A much wider constituency is now engaged
with all the complexity that this brings in terms of
new possibilities and public expectations.
These
are significant changes. We should give credit to those
who have helped to bring them about.
In
the last twelve months, we have witnessed an
unprecedented effort, driven by committed people in
governments, non-governmental organizations, activist
groups, UN agencies, bilaterals, different branches of
the pharmaceutical industry, and the media. Together we
have begun to tackle the obstacles that are preventing
essential drugs from reaching the millions who need them.
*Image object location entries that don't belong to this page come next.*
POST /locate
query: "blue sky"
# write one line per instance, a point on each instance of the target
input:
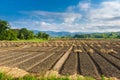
(62, 15)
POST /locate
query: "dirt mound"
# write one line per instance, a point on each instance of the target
(14, 72)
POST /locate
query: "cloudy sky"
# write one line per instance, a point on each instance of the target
(62, 15)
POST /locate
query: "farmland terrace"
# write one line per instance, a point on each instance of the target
(84, 57)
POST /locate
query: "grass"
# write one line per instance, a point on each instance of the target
(30, 77)
(30, 40)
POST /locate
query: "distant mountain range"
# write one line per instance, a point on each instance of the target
(59, 34)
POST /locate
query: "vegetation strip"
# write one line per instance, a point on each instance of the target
(59, 64)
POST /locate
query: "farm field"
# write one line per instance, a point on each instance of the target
(92, 58)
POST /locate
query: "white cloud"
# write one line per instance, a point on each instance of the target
(83, 17)
(84, 6)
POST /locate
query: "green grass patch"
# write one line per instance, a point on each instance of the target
(30, 40)
(30, 77)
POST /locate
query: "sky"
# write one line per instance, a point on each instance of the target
(62, 15)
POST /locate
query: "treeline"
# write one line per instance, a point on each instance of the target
(113, 35)
(6, 33)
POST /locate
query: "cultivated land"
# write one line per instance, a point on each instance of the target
(92, 58)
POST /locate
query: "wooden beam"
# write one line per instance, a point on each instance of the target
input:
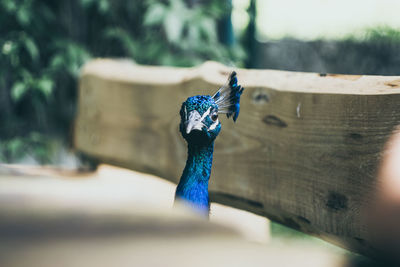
(107, 218)
(305, 150)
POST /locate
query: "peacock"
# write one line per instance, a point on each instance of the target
(200, 126)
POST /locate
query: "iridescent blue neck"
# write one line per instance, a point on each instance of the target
(193, 186)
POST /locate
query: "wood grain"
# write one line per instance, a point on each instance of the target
(305, 150)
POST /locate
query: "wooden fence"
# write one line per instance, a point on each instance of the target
(304, 152)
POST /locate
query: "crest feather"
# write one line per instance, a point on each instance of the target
(228, 97)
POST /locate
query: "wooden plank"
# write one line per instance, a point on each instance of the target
(305, 151)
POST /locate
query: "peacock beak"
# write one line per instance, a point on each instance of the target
(194, 122)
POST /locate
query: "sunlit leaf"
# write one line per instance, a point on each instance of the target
(155, 14)
(31, 48)
(46, 85)
(18, 91)
(23, 16)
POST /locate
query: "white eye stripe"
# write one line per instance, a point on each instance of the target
(214, 125)
(205, 114)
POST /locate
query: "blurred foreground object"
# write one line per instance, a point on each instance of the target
(307, 147)
(111, 218)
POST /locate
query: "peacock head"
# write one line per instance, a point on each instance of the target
(199, 114)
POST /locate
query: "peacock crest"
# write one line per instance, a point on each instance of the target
(200, 126)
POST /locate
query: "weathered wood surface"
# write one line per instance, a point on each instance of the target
(305, 150)
(116, 217)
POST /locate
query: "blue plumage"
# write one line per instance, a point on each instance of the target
(200, 126)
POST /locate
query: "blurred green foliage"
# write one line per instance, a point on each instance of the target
(43, 45)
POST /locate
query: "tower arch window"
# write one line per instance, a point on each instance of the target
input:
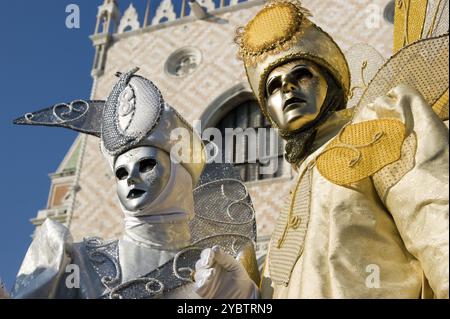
(263, 163)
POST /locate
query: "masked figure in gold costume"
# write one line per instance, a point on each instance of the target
(367, 216)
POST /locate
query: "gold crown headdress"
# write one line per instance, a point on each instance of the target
(281, 32)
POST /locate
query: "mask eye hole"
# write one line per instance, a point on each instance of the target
(146, 165)
(121, 173)
(273, 85)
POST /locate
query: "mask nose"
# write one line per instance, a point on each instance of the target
(133, 178)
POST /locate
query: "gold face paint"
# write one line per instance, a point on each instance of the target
(295, 93)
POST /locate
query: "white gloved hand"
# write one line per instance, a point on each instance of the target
(219, 276)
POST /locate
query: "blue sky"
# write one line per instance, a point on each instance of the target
(41, 63)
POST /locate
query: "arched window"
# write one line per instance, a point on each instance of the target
(248, 115)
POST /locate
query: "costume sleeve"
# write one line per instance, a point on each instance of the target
(415, 188)
(42, 273)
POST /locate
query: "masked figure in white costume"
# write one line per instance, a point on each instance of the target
(368, 214)
(167, 220)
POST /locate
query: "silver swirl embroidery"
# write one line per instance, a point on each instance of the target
(71, 108)
(148, 282)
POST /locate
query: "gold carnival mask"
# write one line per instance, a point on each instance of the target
(280, 33)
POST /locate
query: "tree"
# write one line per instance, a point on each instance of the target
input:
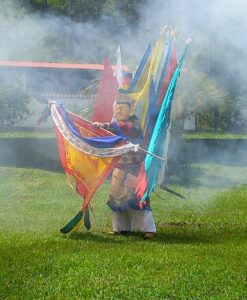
(13, 105)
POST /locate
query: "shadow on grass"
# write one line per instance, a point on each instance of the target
(95, 237)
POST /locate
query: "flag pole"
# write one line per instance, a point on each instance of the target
(154, 155)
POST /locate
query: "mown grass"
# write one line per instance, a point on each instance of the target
(215, 136)
(199, 251)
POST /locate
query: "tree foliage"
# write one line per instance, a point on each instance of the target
(13, 105)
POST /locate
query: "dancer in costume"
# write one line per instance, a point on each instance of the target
(127, 213)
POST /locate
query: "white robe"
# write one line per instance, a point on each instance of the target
(130, 219)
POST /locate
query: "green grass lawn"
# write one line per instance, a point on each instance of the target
(199, 251)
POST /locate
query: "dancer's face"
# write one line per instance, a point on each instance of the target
(121, 112)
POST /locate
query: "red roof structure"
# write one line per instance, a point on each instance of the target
(56, 65)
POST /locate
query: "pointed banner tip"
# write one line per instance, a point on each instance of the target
(73, 224)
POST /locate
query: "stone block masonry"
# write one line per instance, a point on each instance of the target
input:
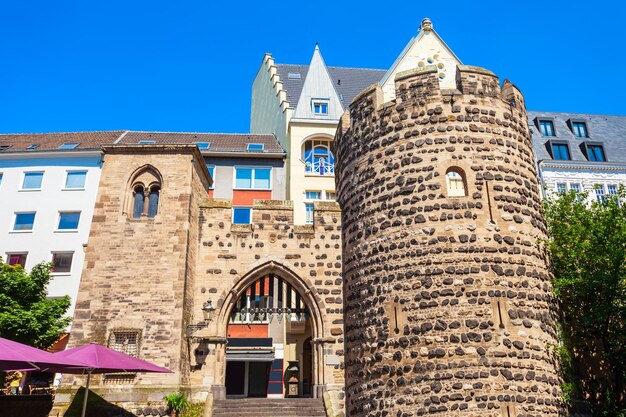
(448, 308)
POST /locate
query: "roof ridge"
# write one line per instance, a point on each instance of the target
(200, 133)
(63, 133)
(336, 66)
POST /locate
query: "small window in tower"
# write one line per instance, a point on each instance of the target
(455, 180)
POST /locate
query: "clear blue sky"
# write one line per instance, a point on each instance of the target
(189, 65)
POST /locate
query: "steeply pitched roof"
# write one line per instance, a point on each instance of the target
(219, 142)
(347, 81)
(18, 142)
(318, 84)
(610, 130)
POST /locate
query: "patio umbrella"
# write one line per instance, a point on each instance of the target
(17, 356)
(98, 359)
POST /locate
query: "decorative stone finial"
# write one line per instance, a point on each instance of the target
(427, 25)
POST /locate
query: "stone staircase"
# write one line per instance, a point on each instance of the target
(265, 407)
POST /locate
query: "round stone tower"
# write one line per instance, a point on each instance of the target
(449, 307)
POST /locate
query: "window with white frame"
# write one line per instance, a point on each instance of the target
(68, 220)
(211, 169)
(75, 180)
(320, 106)
(600, 194)
(62, 262)
(253, 178)
(32, 181)
(242, 215)
(17, 258)
(24, 222)
(317, 157)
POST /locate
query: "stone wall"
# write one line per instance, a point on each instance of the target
(449, 308)
(137, 271)
(232, 256)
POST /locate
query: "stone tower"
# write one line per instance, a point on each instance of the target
(448, 305)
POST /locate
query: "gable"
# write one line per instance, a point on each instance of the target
(318, 92)
(426, 48)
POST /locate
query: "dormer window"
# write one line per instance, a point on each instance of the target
(320, 106)
(580, 129)
(255, 147)
(68, 146)
(546, 127)
(203, 145)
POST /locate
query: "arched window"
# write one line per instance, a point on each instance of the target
(145, 188)
(318, 159)
(455, 181)
(138, 201)
(153, 199)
Popular outrage, political will, market forces and the
best of science: a powerful coalition. There are things
we can rightfully celebrate.
But
let us pause. The excitement of the campaign and the
growing attention of the international media must not
divert us from basic realities. For
too many of the worlds poor people
those with an income of one or two dollars a day
nothing very much has changed at all. The
onset of serious illness in the family too often leads
inexorably to death, disability and impoverishment.
In
over 30 countries public spending on medicines is
less than two dollars per capita per year.
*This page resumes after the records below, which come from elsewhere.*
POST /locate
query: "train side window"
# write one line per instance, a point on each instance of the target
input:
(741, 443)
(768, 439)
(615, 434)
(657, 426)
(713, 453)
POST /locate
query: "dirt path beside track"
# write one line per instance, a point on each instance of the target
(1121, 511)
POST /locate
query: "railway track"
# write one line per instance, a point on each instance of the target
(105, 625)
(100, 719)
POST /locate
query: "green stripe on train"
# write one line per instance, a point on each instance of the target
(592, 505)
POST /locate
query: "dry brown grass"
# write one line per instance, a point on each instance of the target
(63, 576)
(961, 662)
I recently heard the Minister of Health from
Malawi, describing how changes in the value of the
local currency had reduced planned government
spending on drugs this year from $1.25 to just 75
cents per head.
Inevitably,
in such circumstances, the cost of care falls to the
individual and the family. Few poor people have
access to health insurance. They have to pay for
drugs when they get sick. Out-of-pocket
payments a large proportion of which go on
medicines constitute up to 90% of total health
spending in some poor countries. No matter what the
time of year, no matter what the state of family
finances, the situation for many is stark: no cash,
no cure.
Access
to care is not just about access to drugs. It is
about access
to effective health systems. Safe and reliable
care requires trained staff who receive their
salaries on time and who stay in post. It requires
supplies, buildings, information systems,
supervisors. All this and more is needed for the safe
diagnosis and treatment of childhood pneumonia
let alone more complex problems like the management
of multi-drug resistant TB or HIV. We will hear in
this meeting about huge differences in access to
health services that exist between and within
countries.
A
substantial increase in development assistance can
make a difference. The OECD estimates that total
Official Development Assistance for health for
all purposes, for all countries, from all sources,
loans and grants is currently about $3.5
billion a year. We now suspect that this estimate
might be a little low. But just to treat one million
people with AIDS in Africa, with the prices now on
offer, would require that the $3.5 billion be
increased, almost immediately, by one third.
This
then is the background against which we must frame our
discussions and measure our progress. Drug prices are
critically important. New financing even more so. But we
must never forget that some of the most basic problems of
development are not going to be amenable to quick-fix
solutions.
Ladies
and Gentlemen,
Let
me turn now to meeting itself. We
have a unique opportunity over the next three days.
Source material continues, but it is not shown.